Aylan Kurdi was Kurdish from Kobani in Syria. The Kurdish Red Crescent is active there, and donations can be made here:
Aid group urges Britons not to drive to Calais after convoy situation
Organiser of grassroots campaign at makeshift camp asks Britons to donate through Calaid instead after Belgian private convoy causes disruption
Aid piled up in a distribution centre in Calais.
One volunteer organisation working with migrants stranded in Calais is urging Britons not to drive to the French port after reports of a disruption following the spontaneous arrival of a convoy of aid.
Hundreds of aid initiatives have sprung up across Europe in the past 48 hours in response to the deepening refugee crisis and the shocking images of three-year-old Aylan Kurdi’s body on a Turkish beach.
But after a convoy of Belgian volunteers sparked a disruption on Friday, James Fisher, the organiser of grassroots campaign Cal Aid, said it was vital that people donated through a centralised distribution system.
“We are struggling to cope, not with British aid, but Belgian aid,” he said from Calais, describing the arrival of 35 people with donations causing a rush of people to the vans as they turned up.
“The police had to come down and they are now saying they won’t let anyone in without the correct papers,” said Fisher.
He said material donations were needed, but that they had to be given in a “respectful manner” that does not dehumanise the people in the camp.
Fisher added: “We do need stuff, but we need it for November and later. So people shouldn’t turn up at the camp now because it will just be left lying there on the street. It needs to be rationed out properly.”
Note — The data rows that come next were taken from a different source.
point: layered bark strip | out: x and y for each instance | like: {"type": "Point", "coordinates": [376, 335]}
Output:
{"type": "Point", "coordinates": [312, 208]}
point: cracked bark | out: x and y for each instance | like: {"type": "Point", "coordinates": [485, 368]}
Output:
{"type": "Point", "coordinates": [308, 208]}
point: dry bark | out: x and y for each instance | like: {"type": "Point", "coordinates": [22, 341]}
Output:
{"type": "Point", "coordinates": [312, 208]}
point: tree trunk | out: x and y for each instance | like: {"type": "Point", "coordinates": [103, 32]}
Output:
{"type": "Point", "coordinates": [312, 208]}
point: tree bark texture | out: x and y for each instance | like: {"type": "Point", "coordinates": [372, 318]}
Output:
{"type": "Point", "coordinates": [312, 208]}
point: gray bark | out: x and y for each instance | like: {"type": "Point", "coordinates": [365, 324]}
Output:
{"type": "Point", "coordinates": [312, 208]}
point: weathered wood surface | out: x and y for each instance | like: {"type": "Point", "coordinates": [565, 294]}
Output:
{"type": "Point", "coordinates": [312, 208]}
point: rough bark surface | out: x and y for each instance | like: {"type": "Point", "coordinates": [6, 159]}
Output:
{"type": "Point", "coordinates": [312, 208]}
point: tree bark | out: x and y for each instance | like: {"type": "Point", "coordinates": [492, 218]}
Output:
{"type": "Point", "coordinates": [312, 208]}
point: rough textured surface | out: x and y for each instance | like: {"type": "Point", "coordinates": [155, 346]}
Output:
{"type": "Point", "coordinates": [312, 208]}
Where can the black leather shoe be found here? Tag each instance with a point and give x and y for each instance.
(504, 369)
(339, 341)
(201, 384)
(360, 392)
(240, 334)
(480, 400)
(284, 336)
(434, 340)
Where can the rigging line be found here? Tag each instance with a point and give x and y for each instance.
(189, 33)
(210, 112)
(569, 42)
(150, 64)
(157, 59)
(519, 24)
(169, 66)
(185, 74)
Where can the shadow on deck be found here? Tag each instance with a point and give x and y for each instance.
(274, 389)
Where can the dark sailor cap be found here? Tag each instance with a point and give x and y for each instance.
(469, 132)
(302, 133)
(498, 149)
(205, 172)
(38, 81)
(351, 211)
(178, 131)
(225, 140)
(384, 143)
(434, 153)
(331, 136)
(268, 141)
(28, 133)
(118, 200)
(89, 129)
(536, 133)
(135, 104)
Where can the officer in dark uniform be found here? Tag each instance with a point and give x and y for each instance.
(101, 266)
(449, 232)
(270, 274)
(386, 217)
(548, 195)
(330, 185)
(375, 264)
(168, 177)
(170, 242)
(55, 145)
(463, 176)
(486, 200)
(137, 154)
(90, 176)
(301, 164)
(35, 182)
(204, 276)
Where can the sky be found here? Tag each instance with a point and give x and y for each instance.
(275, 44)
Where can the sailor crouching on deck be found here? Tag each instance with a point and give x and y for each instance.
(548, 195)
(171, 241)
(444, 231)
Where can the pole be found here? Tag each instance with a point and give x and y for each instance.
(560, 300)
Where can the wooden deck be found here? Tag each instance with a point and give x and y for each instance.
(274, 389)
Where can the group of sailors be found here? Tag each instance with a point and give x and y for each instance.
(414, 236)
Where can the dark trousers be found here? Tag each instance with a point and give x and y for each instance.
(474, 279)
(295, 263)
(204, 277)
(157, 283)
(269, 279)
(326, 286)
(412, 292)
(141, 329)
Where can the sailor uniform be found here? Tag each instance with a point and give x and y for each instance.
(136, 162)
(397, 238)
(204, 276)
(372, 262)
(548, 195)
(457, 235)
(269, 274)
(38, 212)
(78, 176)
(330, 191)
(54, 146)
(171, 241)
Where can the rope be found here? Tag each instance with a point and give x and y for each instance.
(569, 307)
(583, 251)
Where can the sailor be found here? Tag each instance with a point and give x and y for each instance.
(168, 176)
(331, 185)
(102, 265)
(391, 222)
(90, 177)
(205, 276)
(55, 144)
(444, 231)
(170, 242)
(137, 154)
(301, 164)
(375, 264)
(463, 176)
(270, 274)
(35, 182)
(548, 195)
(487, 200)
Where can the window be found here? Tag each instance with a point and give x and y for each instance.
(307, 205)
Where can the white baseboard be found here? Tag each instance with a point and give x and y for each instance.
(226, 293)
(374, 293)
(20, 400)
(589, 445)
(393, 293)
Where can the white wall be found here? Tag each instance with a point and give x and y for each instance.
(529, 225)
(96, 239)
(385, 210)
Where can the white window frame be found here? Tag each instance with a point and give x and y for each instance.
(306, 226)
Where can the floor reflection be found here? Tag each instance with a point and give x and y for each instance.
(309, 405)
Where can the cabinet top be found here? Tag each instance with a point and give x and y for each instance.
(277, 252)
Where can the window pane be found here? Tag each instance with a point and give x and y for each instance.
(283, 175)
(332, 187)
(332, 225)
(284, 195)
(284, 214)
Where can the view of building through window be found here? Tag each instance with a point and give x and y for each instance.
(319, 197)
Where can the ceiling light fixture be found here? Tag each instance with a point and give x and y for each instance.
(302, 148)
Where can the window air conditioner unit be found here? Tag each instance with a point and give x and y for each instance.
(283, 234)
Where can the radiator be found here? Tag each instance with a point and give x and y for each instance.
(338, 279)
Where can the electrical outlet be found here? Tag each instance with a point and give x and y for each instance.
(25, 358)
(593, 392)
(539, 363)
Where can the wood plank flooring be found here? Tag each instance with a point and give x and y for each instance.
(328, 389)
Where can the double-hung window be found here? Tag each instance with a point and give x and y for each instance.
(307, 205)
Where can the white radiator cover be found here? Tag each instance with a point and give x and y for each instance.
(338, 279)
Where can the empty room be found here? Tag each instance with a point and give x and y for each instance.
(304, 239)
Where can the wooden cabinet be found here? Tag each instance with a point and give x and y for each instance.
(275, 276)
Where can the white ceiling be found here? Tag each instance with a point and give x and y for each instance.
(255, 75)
A photographer and film-maker, Fisher is one of nine volunteers running the calaid.co.uk website and its Facebook page for the past two months.
He said distribution of donations up to now had been smooth, but he added that it is imperative that everything is distributed in controlled conditions to maintain the dignity of the approximately 3,000 people in the camp.
He is organising monthly collections of items which will then be stored in Calais warehouses and distributed as needed. “We would like [people] instead of driving to Calais to donate to us instead and we will distribute it,” said Fisher.
The group recently got access to a 700 sq m warehouse in France and will use this to stockpile donations.
The harrowing pictures of Aylan and his five-year-brother Ghalib, who also died in an attempt to get from Turkey to Kos, has prompted a surge in donations to Calaid.
“One of the donors on our JustGiving page said he was giving everything he had. That was £4.65. That meant so much more than the donations of £100s,” said Fisher.